More Radical Reads: What I Said When My White Friend Asked for My Black Opinion on White Privilege
What I didn’t understand is this:

  1. You can have white privilege AND not know it. It’s not your fault you don’t know it. Our culture is based on white folks like you and me not even thinking of ourselves as having a race. The books we read, the history we’re taught, our whole educational system, they all hide the truth about how white privilege is built into our society. It was a surprise for me too, and I’m a history buff. Blame the stuff they didn’t teach us in high school. Ask why they don’t spend more time analyzing Reconstruction after the Civil War–how the federal government deserted black folks, leaving them to the ministrations of their slavery-minded white overseers.  I never heard a peep in high school of college about the Great Migration–the diaspora of black families escaping terror in the South, heading north and west in a sweeping change that altered urban life for good–and the discrimination and ghettoization that was imposed on them in their new homes. Want to find out more? Read Isabelle Wilkerson’s beautiful book, “The Warmth of Other Suns,” and it will change the way you look at US history forever.  It’s not your fault you haven’t seen your own privilege. But you can do something about it.
  2. You can have white privilege AND be a good person. And care deeply about other people. Acknowledging that you are white and that your whiteness confers visible and invisible benefits in our society does not diminish your worthiness in any way. White privilege isn’t personal. It’s honestly not about you. It’s about how the rest of the country consciously and unconsciously responds to your skin color by letting things slide for you in ways neither you nor they are necessarily aware of. Like how I can go into almost any drugstore in any neighborhood in the U.S. and be confident that I can find makeup appropriate for my skin color. And I rarely worry that I’m going to be followed by store security. It’s subtle, and you have no control over it. Want a visceral taste of what it’s like to live without white privilege? Read Ta-Nehisi Coates’s amazing book, “Between the World and Me.”

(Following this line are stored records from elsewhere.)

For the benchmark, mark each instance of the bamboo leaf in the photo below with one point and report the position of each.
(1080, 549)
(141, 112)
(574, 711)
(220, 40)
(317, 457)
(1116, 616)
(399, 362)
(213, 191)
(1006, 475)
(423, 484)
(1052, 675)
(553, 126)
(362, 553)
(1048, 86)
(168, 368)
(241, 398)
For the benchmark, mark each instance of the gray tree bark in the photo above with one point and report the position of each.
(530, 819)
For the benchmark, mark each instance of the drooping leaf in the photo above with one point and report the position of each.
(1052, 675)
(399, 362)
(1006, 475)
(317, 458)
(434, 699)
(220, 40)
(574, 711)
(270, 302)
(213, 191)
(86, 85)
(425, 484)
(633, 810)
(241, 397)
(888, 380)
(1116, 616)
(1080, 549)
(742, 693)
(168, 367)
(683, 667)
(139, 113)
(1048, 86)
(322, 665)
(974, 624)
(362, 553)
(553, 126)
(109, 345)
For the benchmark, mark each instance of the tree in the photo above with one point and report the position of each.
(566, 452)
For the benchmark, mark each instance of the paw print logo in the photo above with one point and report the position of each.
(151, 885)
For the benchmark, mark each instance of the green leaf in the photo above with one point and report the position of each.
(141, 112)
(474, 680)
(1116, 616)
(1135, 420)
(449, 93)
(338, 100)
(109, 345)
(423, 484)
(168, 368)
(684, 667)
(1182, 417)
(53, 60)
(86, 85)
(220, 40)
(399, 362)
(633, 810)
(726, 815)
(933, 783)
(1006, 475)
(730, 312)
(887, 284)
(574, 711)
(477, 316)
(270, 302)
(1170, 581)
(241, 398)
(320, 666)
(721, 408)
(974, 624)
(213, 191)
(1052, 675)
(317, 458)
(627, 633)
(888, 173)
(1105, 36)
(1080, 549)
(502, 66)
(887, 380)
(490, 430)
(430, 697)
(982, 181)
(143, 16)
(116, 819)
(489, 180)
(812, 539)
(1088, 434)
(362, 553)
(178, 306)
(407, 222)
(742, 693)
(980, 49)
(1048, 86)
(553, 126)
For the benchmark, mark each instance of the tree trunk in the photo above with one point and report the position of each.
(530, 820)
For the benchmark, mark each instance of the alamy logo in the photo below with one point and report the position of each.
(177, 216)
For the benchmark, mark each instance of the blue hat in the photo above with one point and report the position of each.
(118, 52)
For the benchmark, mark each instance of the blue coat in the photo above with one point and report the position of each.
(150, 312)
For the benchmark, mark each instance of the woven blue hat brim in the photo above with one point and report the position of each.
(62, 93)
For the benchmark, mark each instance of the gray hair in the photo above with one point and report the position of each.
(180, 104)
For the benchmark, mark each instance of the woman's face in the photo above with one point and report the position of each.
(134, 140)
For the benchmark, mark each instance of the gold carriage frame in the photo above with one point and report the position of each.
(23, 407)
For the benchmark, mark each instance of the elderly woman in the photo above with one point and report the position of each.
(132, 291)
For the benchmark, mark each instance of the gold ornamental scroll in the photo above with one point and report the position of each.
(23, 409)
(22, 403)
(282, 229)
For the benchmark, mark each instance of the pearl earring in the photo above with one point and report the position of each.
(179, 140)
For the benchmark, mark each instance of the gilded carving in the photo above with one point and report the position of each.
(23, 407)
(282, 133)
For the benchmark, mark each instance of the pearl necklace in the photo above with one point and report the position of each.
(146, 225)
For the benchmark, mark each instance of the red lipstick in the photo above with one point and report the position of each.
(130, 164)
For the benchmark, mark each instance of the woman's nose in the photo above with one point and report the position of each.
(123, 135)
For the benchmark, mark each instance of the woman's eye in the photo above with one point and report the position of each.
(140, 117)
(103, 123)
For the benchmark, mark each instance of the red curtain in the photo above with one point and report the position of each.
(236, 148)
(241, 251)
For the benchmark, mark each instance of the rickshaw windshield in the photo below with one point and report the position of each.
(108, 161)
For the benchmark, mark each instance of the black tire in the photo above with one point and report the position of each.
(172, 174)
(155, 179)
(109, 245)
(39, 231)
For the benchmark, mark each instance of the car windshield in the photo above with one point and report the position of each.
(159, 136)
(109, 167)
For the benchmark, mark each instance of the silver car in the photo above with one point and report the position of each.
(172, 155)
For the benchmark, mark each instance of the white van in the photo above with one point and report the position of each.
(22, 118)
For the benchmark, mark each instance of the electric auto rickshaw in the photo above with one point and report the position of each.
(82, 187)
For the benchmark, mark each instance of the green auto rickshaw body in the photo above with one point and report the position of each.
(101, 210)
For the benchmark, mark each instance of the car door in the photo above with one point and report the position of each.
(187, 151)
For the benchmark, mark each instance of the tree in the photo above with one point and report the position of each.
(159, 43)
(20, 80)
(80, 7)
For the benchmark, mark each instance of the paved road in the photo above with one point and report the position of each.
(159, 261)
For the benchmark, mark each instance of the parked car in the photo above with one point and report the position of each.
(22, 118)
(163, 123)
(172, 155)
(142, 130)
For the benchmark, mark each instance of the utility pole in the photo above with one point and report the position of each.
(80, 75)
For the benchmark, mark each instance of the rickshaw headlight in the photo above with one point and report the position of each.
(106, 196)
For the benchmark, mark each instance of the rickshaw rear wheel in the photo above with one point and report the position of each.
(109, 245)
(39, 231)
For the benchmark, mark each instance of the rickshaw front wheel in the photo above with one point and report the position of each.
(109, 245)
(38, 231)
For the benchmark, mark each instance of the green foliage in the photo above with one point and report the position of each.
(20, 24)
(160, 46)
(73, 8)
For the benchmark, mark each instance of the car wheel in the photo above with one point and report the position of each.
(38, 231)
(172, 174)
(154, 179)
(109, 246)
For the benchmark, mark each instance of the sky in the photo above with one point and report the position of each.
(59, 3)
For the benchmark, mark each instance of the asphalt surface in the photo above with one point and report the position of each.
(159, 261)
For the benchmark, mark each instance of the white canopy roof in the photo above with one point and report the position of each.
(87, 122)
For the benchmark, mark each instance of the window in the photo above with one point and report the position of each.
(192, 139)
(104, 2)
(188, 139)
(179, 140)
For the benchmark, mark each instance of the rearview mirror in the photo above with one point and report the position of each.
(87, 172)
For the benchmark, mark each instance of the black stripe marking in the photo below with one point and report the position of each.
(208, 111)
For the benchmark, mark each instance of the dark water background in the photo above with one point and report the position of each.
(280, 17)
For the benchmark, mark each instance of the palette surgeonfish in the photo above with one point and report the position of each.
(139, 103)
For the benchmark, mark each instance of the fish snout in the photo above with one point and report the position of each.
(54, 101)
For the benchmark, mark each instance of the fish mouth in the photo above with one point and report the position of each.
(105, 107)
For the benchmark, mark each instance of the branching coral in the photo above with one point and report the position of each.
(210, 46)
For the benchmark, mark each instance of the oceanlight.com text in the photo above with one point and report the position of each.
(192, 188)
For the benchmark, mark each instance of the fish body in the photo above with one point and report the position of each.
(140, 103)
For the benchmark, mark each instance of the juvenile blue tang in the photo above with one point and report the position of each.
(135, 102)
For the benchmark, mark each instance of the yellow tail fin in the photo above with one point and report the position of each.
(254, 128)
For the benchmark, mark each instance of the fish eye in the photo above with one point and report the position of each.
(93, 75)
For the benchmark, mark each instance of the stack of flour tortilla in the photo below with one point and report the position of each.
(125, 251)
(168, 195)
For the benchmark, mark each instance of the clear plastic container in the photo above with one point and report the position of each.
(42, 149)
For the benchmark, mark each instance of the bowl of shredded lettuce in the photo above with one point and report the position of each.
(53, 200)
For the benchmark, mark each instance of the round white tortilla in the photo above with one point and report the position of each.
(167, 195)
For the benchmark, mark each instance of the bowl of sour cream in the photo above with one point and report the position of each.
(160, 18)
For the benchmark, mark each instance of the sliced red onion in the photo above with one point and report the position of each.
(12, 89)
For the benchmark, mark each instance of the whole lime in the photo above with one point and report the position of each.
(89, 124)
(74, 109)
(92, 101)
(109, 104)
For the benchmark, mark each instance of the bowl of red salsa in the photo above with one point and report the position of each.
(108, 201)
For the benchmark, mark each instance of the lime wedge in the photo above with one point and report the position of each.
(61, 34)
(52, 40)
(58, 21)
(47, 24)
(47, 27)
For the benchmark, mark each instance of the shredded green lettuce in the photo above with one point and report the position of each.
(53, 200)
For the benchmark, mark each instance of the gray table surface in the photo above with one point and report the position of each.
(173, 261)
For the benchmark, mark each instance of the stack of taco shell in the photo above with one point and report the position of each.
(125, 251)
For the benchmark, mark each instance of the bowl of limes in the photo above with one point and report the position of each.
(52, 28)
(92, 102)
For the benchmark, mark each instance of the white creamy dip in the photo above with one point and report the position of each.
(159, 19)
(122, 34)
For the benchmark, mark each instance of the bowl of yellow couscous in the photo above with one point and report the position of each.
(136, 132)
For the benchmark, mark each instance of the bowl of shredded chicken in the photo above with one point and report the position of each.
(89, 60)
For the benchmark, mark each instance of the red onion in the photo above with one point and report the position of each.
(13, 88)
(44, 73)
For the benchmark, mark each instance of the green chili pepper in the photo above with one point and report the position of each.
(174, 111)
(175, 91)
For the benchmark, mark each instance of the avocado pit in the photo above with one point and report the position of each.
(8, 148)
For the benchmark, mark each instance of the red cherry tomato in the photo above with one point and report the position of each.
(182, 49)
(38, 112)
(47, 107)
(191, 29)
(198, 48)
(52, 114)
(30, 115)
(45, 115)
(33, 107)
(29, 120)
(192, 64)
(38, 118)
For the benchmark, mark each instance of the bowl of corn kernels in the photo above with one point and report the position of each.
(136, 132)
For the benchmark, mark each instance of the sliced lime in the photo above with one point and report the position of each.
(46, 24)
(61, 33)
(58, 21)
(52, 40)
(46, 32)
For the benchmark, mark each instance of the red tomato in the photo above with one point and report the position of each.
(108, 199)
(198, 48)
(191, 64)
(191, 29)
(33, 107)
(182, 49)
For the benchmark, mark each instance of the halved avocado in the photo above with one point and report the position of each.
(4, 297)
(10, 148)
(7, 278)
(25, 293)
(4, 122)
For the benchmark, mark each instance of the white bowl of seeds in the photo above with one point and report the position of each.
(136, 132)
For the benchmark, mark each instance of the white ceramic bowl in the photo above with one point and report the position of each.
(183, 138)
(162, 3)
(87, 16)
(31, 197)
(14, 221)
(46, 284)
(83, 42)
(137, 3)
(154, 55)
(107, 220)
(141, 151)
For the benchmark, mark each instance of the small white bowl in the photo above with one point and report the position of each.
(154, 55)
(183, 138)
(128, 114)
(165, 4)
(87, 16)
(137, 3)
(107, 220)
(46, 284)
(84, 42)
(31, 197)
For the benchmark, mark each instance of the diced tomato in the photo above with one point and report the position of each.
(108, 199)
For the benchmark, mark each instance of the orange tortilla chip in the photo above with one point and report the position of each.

  3. You can have white privilege AND feel like an underdog. Your childhood may have been hell, you may have had to fight tooth and nail for everything you’ve achieved, you may be miserable and pissed off and persecuted. And that sucks. Nobody should have to go through the shit you’ve been through, it’s true. You deserve empathy and support and connection–no question.  Recognizing white privilege only means that the color of your skin is unlikely to have had anything to do with your difficulties.  It doesn’t mean your suffering isn’t real. It doesn’t mean you’re not oppressed in many other ways. You can have white privilege and not feel privileged over anyone at all.
  4. Acknowledging your privilege IS a step towards being the kind of white person you want to be in the world. You don’t want to be oblivious, right? You don’t want to unconsciously offend people or be insensitive and inconsiderate, I know.  It’s humbling and tender to acknowledge the ways in which whiteness has benefited us in large and small ways in our lives. It’s good that you feel resistance to this idea. You’re right, it shouldn’t be this way. Instead of resisting the reality of white privilege, resist its invisibility. Own it. Talk about it. Look for it. Take responsibility for it, and learn how to turn it into constructive anti-racist action in the world. Recognizing your white privilege helps you move towards being the change you want to see in the world.